Left to languish, Earth had become depopulated. Indeed, it had become a decidedly unfashionable address and for quite some time -- an aeon or three -- it was largely forgotten. Then, during the opening of the Twelfth Aeon, one of those inevitable transitions occurred: a world that had been forever beyond the pale suddenly and inexplicably became modish again, and Earth -- now affectionately renamed "Old Earth" was reinhabited. Ships came and went, peoples chose their dwelling places, polities were established, philosophies put into practice.

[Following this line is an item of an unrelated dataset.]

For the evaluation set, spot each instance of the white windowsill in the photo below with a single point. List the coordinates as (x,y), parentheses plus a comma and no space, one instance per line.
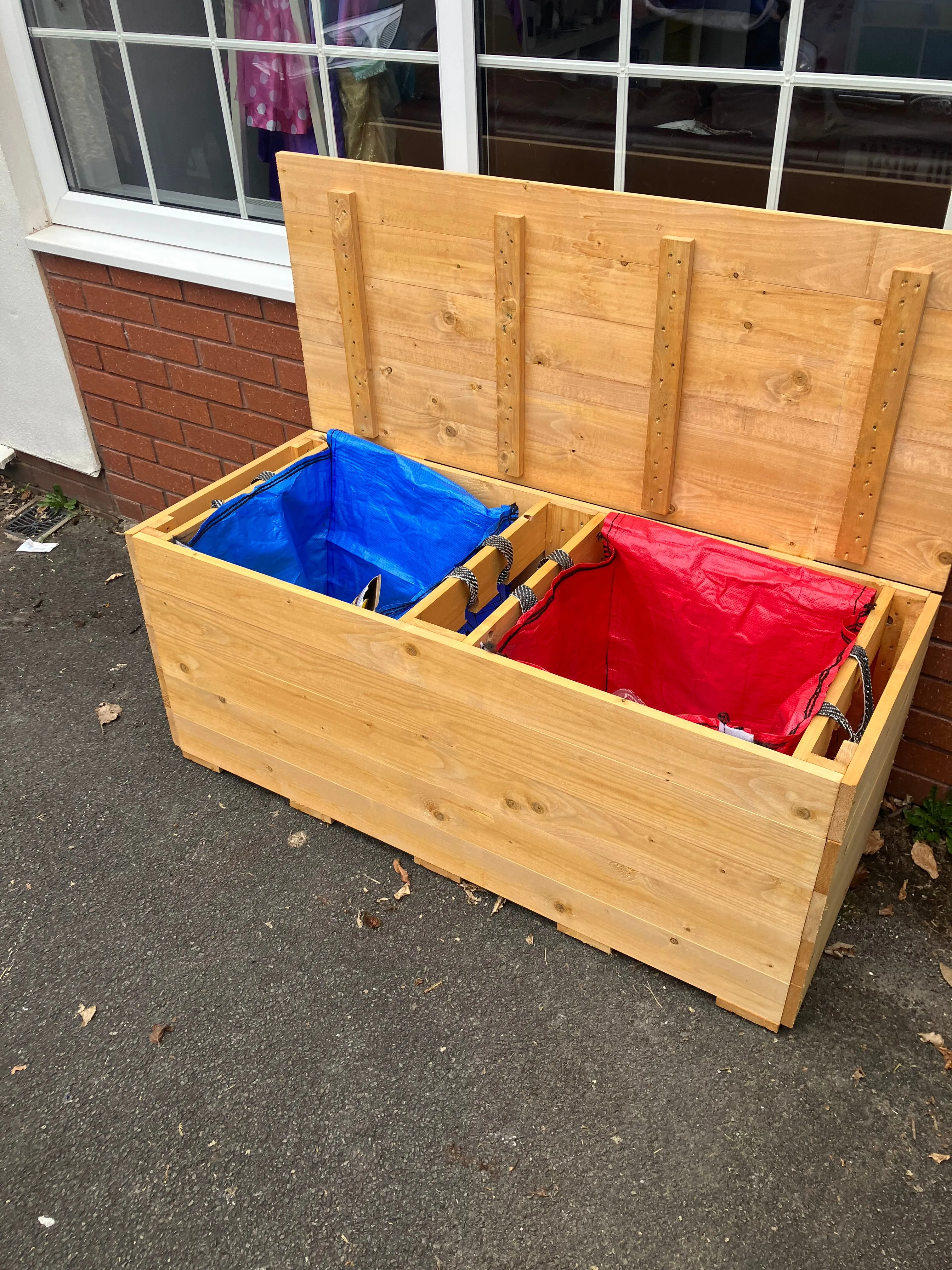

Somewhere in that flurry of to-ing and fro-ing, the Archonate was established, though no one knew how or by whom. Scholars who had studied the matter concluded that all information concerning the birth of the institution had been expunged by universal agreement among the heterogeneous peoples who had come back to recreate the ancestral planet. Ever since, successive Archons had ruled Old Earth, or at least those parts of it that were inhabited by humans. Their authority was absolute, though the means by which that authority was exercised were never defined.
Subtlety and indirection had been the hallmarks of Archons through the ages. One might confidently expect to see the Archon presiding at certain formal occasions, and he could also appear unexpectedly, as Filidor had when the Corps of Buffoons had performed in Drusibal Square. The rest of the time, he was a obscure presence. Archons were known to travel the world incognito. Thus anyone might be the Archon. That fact prompted generally polite behavior between strangers, because the Archon was empowered to do anything to anyone at any time.